[ML 1 Video 1] Why is having RMSE as evaluation metric mean that ratios are important?

(Aseem Bansal) #1

Jeremy mentions in ML 1 Video 1 that for the competition “Blue Book for bulldozers” as RMSE is being used as evaluation metric hence ratios are important. So we are taking log of the target variable. I don’t understand why RMSE as evaluation metric would mean ratios are important. Can someone explain that?

(satish) #2

@jeremy is it okay if you can open up forums of machine learning.

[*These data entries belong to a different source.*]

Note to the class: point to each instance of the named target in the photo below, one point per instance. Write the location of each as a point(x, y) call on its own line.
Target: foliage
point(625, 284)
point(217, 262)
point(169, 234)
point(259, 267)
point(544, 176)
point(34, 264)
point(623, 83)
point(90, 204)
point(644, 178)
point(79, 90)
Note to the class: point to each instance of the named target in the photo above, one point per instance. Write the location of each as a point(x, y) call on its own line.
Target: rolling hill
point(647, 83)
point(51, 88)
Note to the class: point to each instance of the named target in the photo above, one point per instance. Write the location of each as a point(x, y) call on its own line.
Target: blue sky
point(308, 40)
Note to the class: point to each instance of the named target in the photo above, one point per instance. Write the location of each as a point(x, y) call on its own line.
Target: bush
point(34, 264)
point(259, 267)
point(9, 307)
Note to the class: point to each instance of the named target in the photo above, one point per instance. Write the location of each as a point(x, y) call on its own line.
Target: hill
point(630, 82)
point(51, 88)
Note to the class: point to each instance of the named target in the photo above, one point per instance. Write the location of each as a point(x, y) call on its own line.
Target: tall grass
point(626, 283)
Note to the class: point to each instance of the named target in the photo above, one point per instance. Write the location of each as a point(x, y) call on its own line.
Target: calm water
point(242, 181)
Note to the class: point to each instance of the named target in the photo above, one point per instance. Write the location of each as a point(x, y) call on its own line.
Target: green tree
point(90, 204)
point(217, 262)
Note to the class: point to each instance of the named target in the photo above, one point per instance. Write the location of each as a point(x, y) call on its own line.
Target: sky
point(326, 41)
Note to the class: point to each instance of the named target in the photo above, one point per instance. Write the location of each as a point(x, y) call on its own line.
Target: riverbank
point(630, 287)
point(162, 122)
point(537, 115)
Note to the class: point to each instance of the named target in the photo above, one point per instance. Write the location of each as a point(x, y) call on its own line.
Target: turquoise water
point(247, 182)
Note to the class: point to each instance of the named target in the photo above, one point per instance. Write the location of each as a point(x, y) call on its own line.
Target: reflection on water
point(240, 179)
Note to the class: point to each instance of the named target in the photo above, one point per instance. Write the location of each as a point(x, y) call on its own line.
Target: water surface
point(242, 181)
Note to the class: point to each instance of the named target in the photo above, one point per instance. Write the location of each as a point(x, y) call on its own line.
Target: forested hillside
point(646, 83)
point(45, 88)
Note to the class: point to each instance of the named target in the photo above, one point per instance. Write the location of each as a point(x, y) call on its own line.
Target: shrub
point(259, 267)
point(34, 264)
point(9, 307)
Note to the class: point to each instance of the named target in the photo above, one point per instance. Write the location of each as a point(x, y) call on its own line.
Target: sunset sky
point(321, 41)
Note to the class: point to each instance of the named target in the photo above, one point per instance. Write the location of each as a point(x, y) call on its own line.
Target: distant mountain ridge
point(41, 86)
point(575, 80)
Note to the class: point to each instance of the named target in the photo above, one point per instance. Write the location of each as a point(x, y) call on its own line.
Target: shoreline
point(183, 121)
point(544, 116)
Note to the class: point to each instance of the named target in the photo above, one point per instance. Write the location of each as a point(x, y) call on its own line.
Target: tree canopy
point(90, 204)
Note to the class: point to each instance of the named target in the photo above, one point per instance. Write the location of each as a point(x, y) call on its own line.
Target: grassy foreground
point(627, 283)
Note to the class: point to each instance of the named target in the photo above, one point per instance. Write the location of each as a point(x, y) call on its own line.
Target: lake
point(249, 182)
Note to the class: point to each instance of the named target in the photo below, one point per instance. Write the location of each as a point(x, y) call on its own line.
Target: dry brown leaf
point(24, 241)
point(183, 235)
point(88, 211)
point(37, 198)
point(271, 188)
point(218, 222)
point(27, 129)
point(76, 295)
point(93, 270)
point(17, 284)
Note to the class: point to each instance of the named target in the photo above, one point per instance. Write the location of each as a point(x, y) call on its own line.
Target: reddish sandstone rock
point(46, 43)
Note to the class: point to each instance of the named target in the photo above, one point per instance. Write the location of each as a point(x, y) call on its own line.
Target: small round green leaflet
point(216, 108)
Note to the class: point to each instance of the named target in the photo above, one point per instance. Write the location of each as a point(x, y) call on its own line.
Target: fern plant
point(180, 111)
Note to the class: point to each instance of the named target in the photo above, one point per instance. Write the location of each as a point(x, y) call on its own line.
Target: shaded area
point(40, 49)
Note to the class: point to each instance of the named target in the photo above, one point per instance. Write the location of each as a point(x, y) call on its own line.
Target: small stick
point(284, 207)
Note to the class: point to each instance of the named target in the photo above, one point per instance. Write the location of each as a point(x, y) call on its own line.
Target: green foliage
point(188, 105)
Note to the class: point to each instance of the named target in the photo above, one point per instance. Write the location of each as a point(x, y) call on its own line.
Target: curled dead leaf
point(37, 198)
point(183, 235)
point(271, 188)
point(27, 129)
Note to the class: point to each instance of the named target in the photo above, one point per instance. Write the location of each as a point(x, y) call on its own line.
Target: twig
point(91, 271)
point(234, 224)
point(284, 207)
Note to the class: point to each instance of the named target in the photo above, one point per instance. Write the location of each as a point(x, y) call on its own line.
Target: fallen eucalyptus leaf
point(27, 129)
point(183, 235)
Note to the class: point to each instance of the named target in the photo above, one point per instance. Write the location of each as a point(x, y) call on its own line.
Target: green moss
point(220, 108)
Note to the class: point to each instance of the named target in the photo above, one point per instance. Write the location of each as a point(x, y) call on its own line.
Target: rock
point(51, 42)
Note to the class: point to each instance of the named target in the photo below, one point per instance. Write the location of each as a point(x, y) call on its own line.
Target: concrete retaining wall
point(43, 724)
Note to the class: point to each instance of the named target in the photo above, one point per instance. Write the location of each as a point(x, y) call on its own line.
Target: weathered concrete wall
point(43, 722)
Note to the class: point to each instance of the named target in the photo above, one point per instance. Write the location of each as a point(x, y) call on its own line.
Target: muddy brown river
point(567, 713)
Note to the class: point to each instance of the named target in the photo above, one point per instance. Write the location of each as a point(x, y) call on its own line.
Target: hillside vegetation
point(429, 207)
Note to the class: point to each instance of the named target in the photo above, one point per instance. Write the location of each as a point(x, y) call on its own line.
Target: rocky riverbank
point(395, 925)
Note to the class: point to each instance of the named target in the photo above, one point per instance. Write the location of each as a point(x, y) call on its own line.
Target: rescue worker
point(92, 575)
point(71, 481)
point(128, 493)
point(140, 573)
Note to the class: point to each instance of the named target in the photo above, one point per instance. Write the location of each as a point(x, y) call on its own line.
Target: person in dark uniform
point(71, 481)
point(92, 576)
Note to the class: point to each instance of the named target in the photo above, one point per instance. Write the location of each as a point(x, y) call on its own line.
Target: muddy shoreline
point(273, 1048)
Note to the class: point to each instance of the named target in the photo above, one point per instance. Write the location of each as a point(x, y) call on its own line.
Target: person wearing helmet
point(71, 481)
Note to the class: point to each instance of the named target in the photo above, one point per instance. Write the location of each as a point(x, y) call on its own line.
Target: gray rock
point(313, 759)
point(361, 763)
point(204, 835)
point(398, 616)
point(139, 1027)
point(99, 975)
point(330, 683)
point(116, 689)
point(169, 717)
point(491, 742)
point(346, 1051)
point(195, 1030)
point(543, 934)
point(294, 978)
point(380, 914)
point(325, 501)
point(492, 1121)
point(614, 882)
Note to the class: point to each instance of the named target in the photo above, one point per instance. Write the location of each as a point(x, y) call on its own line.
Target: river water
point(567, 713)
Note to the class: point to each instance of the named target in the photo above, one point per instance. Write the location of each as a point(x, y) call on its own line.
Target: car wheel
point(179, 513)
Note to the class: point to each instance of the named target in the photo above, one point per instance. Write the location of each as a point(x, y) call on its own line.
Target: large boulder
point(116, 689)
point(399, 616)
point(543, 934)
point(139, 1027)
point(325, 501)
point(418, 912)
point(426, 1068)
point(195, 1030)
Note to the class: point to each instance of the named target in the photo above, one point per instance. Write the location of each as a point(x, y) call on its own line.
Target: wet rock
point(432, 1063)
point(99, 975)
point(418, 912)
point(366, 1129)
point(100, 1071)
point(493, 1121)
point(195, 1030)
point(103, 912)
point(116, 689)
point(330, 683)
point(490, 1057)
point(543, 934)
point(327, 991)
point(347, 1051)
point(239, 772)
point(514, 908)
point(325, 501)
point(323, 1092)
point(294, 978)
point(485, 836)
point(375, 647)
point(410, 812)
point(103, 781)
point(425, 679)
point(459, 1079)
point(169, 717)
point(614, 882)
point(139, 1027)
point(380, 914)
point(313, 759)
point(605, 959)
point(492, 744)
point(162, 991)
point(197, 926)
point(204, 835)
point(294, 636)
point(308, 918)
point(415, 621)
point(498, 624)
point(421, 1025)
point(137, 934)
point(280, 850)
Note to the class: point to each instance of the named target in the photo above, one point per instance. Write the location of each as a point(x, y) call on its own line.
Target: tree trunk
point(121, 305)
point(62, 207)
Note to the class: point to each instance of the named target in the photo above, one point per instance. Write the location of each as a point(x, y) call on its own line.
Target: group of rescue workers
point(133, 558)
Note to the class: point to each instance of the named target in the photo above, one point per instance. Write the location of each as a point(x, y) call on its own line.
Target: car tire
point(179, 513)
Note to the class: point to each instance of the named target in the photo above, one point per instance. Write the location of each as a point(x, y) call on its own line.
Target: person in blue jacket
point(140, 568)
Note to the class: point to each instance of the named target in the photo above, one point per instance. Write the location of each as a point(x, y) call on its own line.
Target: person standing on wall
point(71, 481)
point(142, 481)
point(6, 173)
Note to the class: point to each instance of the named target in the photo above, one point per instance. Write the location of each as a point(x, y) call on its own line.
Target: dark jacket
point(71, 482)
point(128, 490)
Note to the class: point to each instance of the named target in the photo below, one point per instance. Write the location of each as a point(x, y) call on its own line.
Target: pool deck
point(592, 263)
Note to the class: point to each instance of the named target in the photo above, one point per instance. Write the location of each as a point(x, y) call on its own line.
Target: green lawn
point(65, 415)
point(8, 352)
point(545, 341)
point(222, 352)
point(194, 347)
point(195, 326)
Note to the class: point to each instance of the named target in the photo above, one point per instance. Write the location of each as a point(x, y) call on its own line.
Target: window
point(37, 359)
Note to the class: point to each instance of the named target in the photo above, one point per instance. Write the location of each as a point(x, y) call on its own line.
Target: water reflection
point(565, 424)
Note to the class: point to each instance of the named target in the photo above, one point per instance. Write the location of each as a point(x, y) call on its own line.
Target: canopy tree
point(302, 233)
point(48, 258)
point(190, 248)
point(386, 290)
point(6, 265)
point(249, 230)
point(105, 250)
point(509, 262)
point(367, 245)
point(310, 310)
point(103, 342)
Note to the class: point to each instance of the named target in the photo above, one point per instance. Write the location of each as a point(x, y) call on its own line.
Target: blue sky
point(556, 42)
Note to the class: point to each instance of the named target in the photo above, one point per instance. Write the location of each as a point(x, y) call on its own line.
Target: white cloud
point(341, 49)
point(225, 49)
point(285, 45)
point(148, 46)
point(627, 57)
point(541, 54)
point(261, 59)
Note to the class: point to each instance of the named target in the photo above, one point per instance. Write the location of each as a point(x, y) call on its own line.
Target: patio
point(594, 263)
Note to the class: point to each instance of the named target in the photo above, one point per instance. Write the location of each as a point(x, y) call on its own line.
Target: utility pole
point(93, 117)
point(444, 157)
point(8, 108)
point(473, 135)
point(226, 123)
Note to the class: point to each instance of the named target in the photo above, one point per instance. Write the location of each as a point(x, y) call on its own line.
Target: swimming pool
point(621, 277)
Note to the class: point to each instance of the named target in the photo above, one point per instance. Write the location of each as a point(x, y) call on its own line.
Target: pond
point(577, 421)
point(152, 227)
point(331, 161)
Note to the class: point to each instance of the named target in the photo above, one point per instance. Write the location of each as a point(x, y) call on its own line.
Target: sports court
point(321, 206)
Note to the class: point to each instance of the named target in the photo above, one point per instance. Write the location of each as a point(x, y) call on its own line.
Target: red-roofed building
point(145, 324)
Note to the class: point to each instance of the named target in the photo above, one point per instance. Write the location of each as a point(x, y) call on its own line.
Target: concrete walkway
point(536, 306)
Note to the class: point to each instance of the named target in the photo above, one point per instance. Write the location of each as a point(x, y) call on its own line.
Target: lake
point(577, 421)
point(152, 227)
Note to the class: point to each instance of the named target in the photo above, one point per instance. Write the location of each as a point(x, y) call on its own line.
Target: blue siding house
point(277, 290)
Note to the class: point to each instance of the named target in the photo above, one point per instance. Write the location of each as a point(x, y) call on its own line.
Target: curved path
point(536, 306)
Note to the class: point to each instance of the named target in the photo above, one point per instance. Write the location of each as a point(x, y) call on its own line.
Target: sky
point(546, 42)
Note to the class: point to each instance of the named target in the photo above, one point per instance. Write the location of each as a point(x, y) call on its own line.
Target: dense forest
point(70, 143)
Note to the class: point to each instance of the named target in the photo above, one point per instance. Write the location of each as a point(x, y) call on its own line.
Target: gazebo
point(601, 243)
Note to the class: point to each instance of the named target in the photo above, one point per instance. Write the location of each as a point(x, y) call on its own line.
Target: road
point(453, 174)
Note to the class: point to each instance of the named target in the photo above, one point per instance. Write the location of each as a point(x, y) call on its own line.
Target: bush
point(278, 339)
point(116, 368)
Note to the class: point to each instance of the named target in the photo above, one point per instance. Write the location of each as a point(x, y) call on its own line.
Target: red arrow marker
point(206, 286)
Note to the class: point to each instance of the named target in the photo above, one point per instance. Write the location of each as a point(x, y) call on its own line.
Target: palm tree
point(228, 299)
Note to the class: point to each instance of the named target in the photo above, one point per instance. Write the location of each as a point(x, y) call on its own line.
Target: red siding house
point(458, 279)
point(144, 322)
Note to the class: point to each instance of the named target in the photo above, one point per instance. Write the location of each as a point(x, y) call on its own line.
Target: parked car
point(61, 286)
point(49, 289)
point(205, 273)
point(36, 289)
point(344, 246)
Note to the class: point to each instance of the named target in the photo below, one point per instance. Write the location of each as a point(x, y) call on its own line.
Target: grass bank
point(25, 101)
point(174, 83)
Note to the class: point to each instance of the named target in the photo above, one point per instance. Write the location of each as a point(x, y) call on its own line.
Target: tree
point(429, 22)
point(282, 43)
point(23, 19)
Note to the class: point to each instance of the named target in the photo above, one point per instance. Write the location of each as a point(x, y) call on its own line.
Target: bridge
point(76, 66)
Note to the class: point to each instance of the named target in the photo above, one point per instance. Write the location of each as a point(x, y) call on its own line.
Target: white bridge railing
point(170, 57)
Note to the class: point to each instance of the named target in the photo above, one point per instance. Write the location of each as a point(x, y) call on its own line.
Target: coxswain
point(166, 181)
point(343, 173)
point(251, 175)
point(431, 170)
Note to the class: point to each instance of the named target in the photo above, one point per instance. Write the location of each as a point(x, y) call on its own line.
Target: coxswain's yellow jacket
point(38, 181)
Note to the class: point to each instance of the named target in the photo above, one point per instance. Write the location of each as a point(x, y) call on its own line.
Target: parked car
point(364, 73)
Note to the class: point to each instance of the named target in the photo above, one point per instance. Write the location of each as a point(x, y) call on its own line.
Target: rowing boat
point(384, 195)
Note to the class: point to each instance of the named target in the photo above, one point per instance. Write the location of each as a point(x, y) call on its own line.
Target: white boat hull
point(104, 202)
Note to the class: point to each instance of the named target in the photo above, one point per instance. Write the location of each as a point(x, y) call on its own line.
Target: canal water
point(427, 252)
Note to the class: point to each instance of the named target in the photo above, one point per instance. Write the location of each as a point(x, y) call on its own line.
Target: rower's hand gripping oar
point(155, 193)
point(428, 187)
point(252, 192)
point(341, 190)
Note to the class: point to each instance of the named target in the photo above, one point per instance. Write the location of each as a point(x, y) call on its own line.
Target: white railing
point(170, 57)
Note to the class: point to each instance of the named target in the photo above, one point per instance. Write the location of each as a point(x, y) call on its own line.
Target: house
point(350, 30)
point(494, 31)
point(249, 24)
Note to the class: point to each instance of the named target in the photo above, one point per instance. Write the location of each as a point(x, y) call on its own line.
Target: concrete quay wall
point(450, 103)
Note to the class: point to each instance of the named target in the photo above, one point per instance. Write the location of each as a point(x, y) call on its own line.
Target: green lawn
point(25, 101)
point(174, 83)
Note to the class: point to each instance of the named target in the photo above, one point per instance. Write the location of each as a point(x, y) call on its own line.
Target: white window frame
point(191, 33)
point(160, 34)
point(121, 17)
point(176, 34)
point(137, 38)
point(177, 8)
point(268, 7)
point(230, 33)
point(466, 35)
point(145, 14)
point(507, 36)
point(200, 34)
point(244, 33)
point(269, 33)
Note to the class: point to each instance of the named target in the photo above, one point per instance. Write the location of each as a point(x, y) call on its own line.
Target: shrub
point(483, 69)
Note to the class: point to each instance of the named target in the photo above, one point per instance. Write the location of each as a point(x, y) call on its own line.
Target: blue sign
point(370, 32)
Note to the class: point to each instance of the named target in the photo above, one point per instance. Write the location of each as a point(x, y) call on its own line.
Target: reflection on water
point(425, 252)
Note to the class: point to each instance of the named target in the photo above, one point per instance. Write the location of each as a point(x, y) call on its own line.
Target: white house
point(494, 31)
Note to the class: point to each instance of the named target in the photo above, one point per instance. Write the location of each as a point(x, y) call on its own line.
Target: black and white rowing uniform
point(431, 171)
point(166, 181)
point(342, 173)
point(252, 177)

Yes I too had the same question

(Aseem Bansal) #3

I think Jeremy mentioned in the intro thread that those forums were only for the Masters students.

(WG) #4

It’s pretty easy to test …

Run the following calculations:

200 - 100
10 - 5
log(200) - log(100)
log(10) - log(5)

Notice that the last two operations return the same results. The reason it is important here is at least twofold:

  1. The competition specifically states that it is using RMSEL and not RMSE
  2. Depending on the problem, it may be more important to know how far your predictions are off relative to the target rather than the actual difference between the two. Looking at my example above, the actual difference without using log is very different … 100 and 5, whereas using the log function make is clear that you are off by the same amount proportionally irrespective of the actual differences.

(Aseem Bansal) #5

I understand that with logs ratio are important. Basically because

log a - log b = log (a/b)

Also understand that for many use cases ratios may be important instead of absolutes. But my question is more about if evaluation metric is RMSLE (which has log in its formula) why does the ratio become important for the target variable due to the evaluation metric? I understand log is there in the formula of RMSLE but that log is of errors not the target variable. Right?

(WG) #6

I think Jeremy converts target variable more as a convenience than a necessity as it allows you to use the standard R/MSE loss functions already defined in the library.

(Aseem Bansal) #7

Watched first few minutes of Video 2 and the explanation there clears my confusion. So the only reason we are taking log is because the evaluation metric has log but the one for which we are optimising does not. So taking log of the target variable is bridging that gap.

(Jeremy Howard (Admin)) #8

We’ll be opening them soon.